User 21b7e0228c
06-05-2014 09:27:50
This one was almost fatal for us, because it concerns the automated handling of molecules on the QSAR predictions server. Consider the following:
echo "[O-][N+](=O)c1ccc(cc1)C(=O)Nc1cc2[n][n]([n]c2cc1)C1CCCC1" | standardize --unstandardized-mol-on-error -f smiles:u-a -c "mesomerize..[O;D1:2]=[N:1]=O>>[O;D1-:2][N+:1]=O..[O;D1:2][N:1]=O>>[O;D1-:2][N+:1]=O..[#7;h0v4:1][O;D1:2]>>[#7;h0v4+:1]-[#8;D1-:2]..[#7;h0v4:1]>>[#7;h0v4+:1]..[*:3]=,:[#7:1]([*:4])=[O:2]>>[*:4][#7+:1](=,:[*:3])-[#8-:2]"
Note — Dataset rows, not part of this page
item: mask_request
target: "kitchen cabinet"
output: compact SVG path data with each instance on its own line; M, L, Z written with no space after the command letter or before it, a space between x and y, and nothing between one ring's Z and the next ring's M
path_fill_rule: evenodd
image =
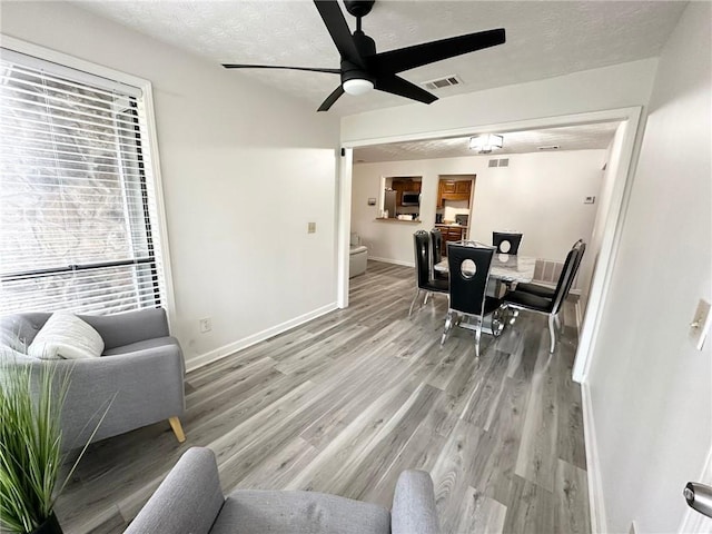
M467 227L459 225L435 225L443 234L443 256L447 256L447 241L462 241L467 238Z
M421 192L422 181L412 178L394 178L390 188L396 191L396 205L403 206L404 191Z
M445 200L469 201L472 180L441 179L437 186L437 207L442 208Z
proudly produces [O-][N+](=O)C1=CC=C(C=C1)C(=O)NC1=CC2=NN(N=C2C=C1)C1CCCC1 on an older installation 5.11.5
Now, Satan incited me to upgrade to 6.1.7 on the web server... and I realized with horror that, on that version, the above command returns... nothing!
I could have lived with an EMPTY NEWLINE - but nothing is a no go, because it offsets all the molecular IDs, and I no longer knew, as the incriminated smiles was amid 2000 others, which is the line that was zapped upon standardization. Note that it uses --unstandardized-mol-on-error: all I want is have SOME spacekeeper allowing me to assign correctly the initial IDs to the compounds that succeeded in standardization, and know which failed.
This is an absolutely important issue for us - if a tester wants its molecules predicted, he may at some point get predictions of compound i+1 assigned to compound i... I have therefore no other solution but to wrap up the standardizer in a molreader loop and make damned sure it WILL spit something out for every line it reads in! But.... isn't it better to make it work that way by default?
Cheers!